訓読法華三部経(平楽寺版)The staff also gave me a copy of a “Romanized” pronunciation text of the Threefold Lotus Sutra entitled:
Kundoku Threefold Lotus Sutra
(Heiraku-ji ban)
Windows, csv
Myōhō-Renge-Kyō, Narabi Ni Kai-Ketsu
Edited by Risshō Kōsei Kai
Tōkyō: Hinode Printing Company (1970)
When I read the diskette into my computer, however, I discovered that the word-processing machine had used the simplified post-war Japanese characters called "Tōyō Kanji" (当用漢字) and not the more complex pre-war Chinese characters called "Kyū Kanji" (旧漢字) used in writing the Risshō Kōsei Kai version of the Sutra. Furthermore, the diskette contained none of the Japanese furigana pronunciation symbols, either. It soon became clear to me that I had an significantly incomplete version of the Japanese text: one with a great many of the traditional Chinese characters either missing entirely or with simplified post-war characters substituted for them.
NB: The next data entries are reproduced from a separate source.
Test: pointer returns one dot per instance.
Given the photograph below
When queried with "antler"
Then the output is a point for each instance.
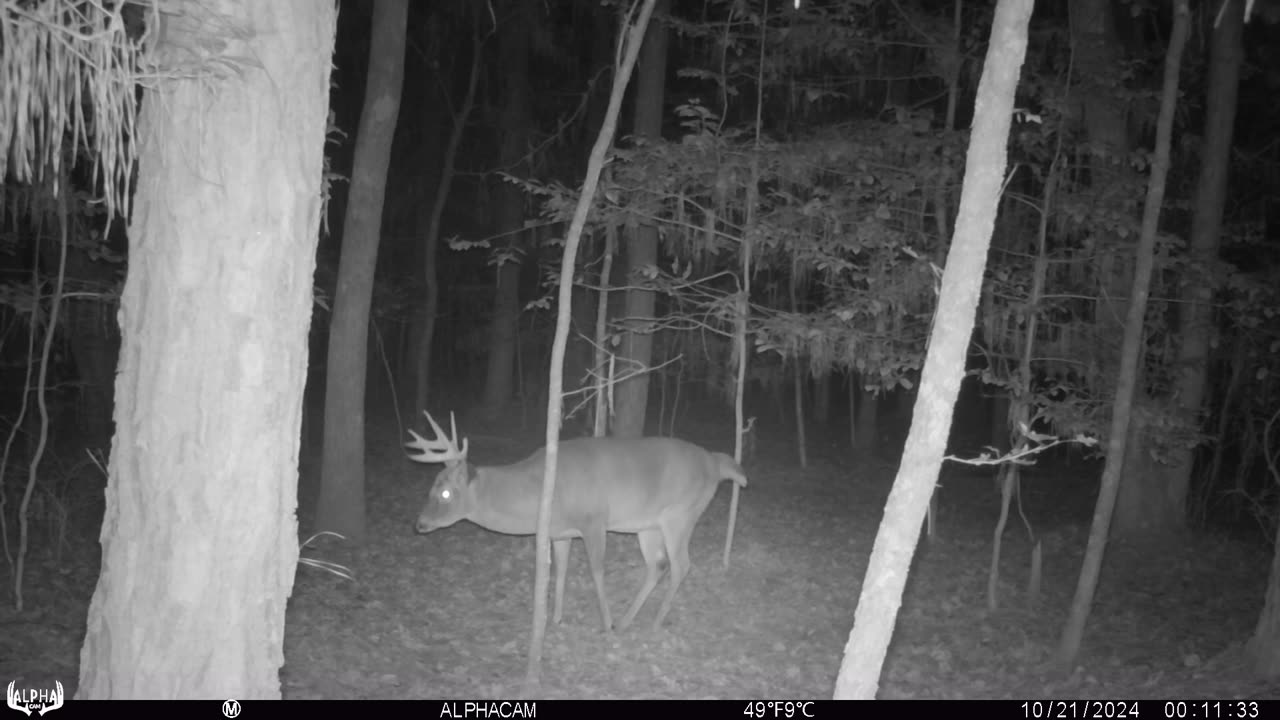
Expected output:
(439, 450)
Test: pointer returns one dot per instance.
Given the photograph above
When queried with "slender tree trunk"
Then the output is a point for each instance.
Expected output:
(1197, 291)
(636, 351)
(867, 422)
(554, 381)
(1265, 645)
(508, 204)
(92, 337)
(430, 274)
(1127, 384)
(822, 397)
(341, 507)
(200, 536)
(944, 367)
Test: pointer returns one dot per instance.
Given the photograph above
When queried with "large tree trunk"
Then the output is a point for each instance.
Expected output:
(1127, 383)
(944, 367)
(1197, 291)
(341, 507)
(510, 203)
(200, 538)
(631, 397)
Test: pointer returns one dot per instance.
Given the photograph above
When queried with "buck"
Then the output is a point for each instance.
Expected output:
(656, 488)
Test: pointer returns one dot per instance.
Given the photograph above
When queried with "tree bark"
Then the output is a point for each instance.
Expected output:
(341, 507)
(1198, 287)
(200, 537)
(631, 397)
(510, 205)
(1265, 645)
(944, 367)
(425, 336)
(1127, 383)
(556, 376)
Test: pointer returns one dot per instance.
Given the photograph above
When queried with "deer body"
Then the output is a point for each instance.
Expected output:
(656, 488)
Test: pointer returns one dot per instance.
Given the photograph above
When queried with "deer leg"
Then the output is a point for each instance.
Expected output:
(654, 557)
(561, 547)
(677, 550)
(677, 531)
(594, 540)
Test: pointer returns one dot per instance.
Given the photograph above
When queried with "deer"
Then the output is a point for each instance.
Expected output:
(652, 487)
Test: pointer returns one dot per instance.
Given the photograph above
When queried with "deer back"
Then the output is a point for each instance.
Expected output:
(626, 483)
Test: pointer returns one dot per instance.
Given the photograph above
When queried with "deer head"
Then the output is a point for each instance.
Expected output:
(449, 499)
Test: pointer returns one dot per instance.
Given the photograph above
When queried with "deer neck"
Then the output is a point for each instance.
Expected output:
(504, 499)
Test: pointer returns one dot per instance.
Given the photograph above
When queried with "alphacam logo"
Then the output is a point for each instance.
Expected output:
(40, 701)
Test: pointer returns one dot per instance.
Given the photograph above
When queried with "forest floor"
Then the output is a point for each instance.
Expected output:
(447, 615)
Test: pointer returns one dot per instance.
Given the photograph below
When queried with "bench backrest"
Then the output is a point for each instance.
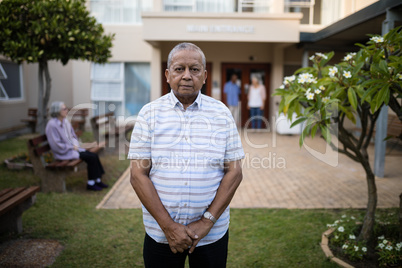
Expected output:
(40, 145)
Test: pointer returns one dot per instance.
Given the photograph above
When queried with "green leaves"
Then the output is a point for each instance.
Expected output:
(41, 30)
(352, 98)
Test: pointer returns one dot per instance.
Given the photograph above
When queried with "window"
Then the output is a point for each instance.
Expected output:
(122, 88)
(119, 11)
(10, 81)
(306, 7)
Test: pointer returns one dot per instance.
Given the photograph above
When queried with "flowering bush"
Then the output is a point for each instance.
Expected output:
(344, 237)
(323, 97)
(389, 252)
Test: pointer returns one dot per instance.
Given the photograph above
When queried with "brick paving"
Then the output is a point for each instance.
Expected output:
(277, 173)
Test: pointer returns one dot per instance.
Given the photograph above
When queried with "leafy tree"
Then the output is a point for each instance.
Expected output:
(324, 97)
(43, 30)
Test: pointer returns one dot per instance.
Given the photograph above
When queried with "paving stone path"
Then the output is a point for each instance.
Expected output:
(277, 173)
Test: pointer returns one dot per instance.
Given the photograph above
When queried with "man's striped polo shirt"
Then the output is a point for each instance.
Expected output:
(188, 149)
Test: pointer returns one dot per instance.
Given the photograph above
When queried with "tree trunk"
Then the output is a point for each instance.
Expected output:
(43, 95)
(400, 217)
(369, 218)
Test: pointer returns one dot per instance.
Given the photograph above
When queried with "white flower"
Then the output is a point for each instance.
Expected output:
(288, 79)
(377, 39)
(301, 80)
(310, 96)
(333, 71)
(312, 80)
(347, 74)
(347, 57)
(321, 55)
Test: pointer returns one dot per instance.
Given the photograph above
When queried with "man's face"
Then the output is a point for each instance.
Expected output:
(186, 74)
(234, 78)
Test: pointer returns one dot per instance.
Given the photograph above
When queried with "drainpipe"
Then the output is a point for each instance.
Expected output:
(381, 125)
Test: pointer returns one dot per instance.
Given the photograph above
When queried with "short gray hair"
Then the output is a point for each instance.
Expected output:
(186, 46)
(55, 108)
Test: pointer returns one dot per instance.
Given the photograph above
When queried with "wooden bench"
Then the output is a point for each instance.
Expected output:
(53, 172)
(104, 129)
(13, 202)
(78, 119)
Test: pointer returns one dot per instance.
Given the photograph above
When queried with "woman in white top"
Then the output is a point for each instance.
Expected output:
(256, 99)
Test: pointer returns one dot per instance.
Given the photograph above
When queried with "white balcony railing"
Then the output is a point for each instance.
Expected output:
(230, 6)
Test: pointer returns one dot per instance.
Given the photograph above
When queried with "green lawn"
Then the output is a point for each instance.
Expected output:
(113, 238)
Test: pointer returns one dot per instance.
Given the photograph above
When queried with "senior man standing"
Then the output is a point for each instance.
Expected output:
(186, 166)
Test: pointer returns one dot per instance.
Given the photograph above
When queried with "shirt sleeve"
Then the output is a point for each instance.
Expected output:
(234, 149)
(140, 144)
(263, 92)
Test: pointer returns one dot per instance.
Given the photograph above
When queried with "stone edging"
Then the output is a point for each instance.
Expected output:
(328, 252)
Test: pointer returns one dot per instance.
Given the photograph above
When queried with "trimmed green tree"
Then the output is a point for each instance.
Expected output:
(43, 30)
(325, 97)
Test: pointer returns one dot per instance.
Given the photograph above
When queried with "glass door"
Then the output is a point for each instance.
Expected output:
(244, 72)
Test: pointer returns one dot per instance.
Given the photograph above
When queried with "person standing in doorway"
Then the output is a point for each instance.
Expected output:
(256, 99)
(232, 92)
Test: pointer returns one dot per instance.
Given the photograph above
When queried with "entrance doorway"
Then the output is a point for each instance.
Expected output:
(244, 72)
(206, 88)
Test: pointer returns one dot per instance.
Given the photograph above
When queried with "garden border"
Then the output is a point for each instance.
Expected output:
(327, 251)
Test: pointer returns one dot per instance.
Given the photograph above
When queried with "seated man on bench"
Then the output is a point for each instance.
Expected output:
(65, 145)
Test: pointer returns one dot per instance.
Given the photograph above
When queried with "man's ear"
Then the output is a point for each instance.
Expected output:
(167, 75)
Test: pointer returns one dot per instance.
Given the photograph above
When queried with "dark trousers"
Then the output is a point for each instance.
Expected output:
(94, 166)
(158, 255)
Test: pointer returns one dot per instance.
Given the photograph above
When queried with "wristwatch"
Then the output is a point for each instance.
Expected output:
(209, 216)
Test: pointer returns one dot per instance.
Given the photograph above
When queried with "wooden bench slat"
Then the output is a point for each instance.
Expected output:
(10, 194)
(18, 199)
(4, 191)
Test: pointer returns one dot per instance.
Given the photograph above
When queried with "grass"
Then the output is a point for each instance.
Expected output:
(114, 238)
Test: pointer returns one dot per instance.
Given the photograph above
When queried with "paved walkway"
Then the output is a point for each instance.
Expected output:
(281, 175)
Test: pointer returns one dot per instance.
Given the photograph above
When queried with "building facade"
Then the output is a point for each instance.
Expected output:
(246, 37)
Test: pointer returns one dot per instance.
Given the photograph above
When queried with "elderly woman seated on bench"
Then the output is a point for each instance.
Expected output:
(65, 145)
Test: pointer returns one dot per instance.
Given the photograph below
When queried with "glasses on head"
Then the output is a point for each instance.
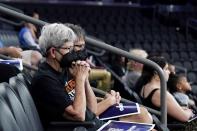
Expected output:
(82, 46)
(66, 48)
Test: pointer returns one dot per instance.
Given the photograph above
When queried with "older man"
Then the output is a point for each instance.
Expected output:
(48, 91)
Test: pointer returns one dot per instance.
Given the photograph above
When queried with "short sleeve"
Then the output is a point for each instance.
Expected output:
(50, 95)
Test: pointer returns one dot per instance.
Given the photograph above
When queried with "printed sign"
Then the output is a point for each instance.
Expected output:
(126, 126)
(119, 110)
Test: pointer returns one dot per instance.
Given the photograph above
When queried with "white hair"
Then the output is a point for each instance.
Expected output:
(55, 35)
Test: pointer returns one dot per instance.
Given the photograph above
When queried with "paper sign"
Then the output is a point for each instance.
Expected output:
(119, 110)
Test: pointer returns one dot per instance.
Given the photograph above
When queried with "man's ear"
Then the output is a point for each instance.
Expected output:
(52, 52)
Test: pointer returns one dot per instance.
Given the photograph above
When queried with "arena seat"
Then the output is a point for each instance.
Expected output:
(7, 120)
(21, 114)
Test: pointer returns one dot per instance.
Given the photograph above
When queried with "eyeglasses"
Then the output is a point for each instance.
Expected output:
(82, 46)
(66, 48)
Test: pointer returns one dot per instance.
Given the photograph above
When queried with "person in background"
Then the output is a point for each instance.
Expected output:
(30, 57)
(134, 69)
(27, 35)
(148, 87)
(179, 86)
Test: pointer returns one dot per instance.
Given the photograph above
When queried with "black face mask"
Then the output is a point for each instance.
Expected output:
(67, 59)
(82, 54)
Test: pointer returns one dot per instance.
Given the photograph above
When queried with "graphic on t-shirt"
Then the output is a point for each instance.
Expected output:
(70, 88)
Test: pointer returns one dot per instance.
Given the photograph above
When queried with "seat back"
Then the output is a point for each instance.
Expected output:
(7, 120)
(7, 71)
(27, 102)
(8, 95)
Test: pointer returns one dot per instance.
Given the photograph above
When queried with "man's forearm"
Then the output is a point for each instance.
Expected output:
(90, 97)
(80, 96)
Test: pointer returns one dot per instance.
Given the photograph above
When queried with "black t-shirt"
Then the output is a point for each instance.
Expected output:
(50, 96)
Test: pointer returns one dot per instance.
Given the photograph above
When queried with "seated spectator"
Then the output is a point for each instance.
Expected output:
(27, 35)
(134, 68)
(53, 103)
(101, 75)
(112, 97)
(48, 84)
(179, 86)
(148, 87)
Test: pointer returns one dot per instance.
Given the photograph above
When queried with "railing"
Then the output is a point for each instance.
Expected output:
(112, 49)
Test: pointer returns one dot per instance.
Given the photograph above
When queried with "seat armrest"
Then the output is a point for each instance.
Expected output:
(72, 124)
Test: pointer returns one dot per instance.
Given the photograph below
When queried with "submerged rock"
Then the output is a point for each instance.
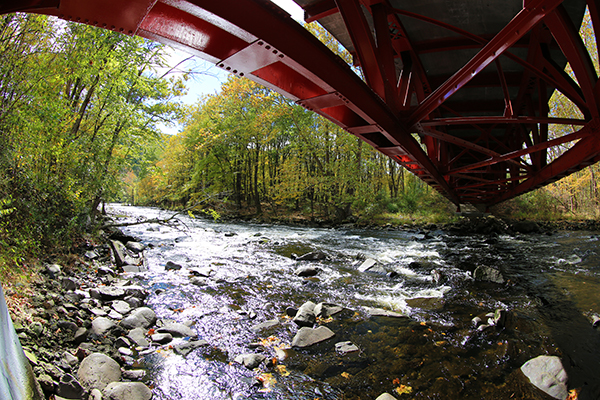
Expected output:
(547, 374)
(488, 274)
(307, 336)
(250, 360)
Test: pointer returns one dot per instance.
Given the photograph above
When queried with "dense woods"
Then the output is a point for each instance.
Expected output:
(76, 105)
(79, 115)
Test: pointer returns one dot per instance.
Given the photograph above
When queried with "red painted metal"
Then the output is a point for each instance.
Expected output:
(476, 125)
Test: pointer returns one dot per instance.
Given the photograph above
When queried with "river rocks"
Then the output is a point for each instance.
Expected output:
(101, 326)
(326, 310)
(346, 347)
(138, 336)
(127, 391)
(379, 312)
(547, 374)
(307, 336)
(186, 347)
(177, 330)
(142, 317)
(385, 396)
(161, 338)
(488, 274)
(270, 324)
(306, 271)
(171, 266)
(305, 315)
(69, 387)
(250, 361)
(312, 256)
(97, 371)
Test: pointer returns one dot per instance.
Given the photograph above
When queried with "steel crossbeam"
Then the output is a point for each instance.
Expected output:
(462, 106)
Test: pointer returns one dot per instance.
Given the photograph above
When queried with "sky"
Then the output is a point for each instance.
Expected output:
(207, 78)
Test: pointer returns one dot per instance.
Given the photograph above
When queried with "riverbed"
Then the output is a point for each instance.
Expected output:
(549, 291)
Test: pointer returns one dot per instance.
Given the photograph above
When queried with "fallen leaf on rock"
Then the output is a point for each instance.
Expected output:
(403, 389)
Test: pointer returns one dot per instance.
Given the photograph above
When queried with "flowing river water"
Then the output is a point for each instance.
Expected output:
(552, 289)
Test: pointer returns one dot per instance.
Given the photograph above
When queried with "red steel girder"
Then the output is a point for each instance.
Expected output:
(533, 13)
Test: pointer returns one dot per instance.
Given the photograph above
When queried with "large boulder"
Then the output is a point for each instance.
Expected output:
(142, 317)
(547, 374)
(98, 370)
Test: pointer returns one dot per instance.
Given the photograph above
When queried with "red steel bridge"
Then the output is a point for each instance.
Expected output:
(457, 92)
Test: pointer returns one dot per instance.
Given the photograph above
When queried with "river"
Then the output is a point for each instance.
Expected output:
(551, 289)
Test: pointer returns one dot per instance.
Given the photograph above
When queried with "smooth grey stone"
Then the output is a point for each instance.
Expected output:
(547, 374)
(101, 326)
(69, 388)
(162, 338)
(307, 336)
(142, 317)
(138, 336)
(98, 370)
(250, 361)
(120, 306)
(326, 310)
(127, 391)
(188, 346)
(272, 323)
(346, 347)
(177, 330)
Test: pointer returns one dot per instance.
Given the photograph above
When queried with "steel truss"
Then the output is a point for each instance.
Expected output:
(473, 148)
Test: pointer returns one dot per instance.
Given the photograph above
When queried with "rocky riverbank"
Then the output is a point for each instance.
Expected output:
(87, 329)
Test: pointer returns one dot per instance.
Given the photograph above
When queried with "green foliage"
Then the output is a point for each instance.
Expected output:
(75, 103)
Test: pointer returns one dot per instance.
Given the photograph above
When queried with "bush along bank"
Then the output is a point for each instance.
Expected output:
(87, 331)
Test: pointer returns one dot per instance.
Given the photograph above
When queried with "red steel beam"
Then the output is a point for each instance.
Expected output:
(527, 18)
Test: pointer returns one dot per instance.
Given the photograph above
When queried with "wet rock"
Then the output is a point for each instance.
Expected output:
(69, 283)
(101, 326)
(201, 271)
(70, 388)
(171, 266)
(250, 361)
(307, 336)
(547, 374)
(367, 265)
(53, 270)
(312, 256)
(187, 347)
(134, 374)
(106, 293)
(270, 324)
(346, 347)
(127, 391)
(98, 370)
(326, 310)
(46, 382)
(385, 396)
(305, 315)
(138, 336)
(142, 317)
(306, 271)
(136, 247)
(488, 274)
(380, 312)
(177, 330)
(162, 338)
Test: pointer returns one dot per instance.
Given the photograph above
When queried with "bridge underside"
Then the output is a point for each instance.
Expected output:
(456, 92)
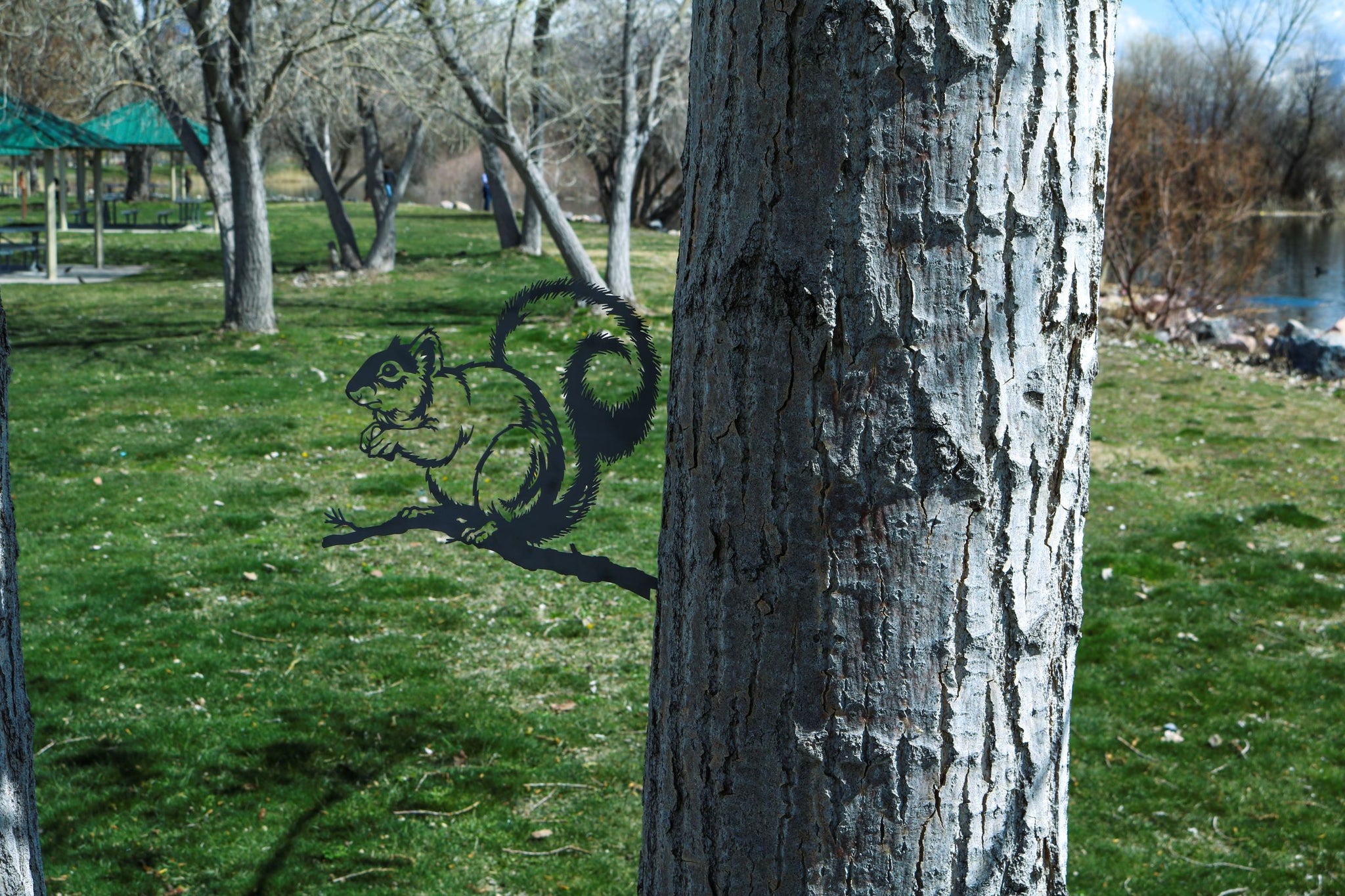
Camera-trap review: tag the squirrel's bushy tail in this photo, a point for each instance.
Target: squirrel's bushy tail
(604, 431)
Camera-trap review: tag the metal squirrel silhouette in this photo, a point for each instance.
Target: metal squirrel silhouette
(518, 495)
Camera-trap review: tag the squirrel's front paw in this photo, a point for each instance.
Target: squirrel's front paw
(479, 535)
(378, 442)
(338, 519)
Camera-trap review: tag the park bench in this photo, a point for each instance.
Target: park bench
(12, 255)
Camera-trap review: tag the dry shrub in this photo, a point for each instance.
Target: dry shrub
(1180, 209)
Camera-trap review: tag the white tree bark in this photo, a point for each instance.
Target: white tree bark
(638, 123)
(500, 202)
(382, 251)
(254, 289)
(546, 10)
(318, 160)
(20, 852)
(496, 127)
(884, 347)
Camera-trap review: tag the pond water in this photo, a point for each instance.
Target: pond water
(1306, 277)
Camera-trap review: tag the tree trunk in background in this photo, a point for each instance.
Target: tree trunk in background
(546, 10)
(20, 852)
(139, 168)
(254, 301)
(623, 168)
(319, 167)
(505, 223)
(385, 196)
(502, 131)
(883, 360)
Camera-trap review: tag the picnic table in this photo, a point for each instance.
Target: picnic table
(14, 249)
(188, 210)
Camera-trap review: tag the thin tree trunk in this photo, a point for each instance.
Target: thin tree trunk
(884, 347)
(505, 223)
(623, 169)
(214, 171)
(254, 307)
(20, 852)
(319, 167)
(619, 226)
(546, 10)
(139, 165)
(384, 196)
All this missing or incorrect information I would have to supply or correct myself. The prospect seemed daunting, to say the least. Nonetheless, the staff of Risshō Kōsei Kai headquarters had done their best to help me, and I felt too embarrassed to go back and ask for further assistance. So I made up my mind to produce a pronunciation guide to the Japanese version of the Lotus Sutra, using the materials that I had in hand or could acquire in time. What I eventually did in order to meet this challenge would make a long and technical story, but suffice it to say that seventeen years later, here in the summer of 2012, I at last have something reasonably presentable to show for my efforts.
...
Six more years have passed since I first felt fairly satisfied with my efforts to "computerize" the Japanese version of The Threefold Lotus Sutra. I had further plans to obtain an audio recording of a complete recitation which I would then link to each of the written chapters, so that anyone who wished might listen as well as read along with native Japanese speakers as I had done so many times over so many years in so many Japanese branch-churches in Japan, Thailand, Taiwan, and the USA. I wanted to present my completed project to Jim Hodgkin as a testament to the great respect and affection I felt for this gifted, generous man who had so inspired me with his personal example. But I retired to live in southern Taiwan (my wife Carol's home country) and developed an interest in poetry and sculpture, since the local Rissho Kosei Kai churches in Tainan and Taipei recite the sutra in Taiwanese and I feel too old to learn yet another language. At any rate, Time and Age have taken Jim Hodgkin from us, here in July of 2018, and he will never know now everything that this project might have achieved had I only worked harder at it for just a few more years. I hope and trust that his Bodhisattva spirit will forgive me my inadequacies in the realization that he gave me much of value to think about and do over these past twenty-six years since first we met "by chance" at a co-worker's retirement party in southern California in 1992. He has earned his eternal rest in Peace, along with his beloved wife, Chako, and I will cherish his memory every day that remains of my own little life here on Earth.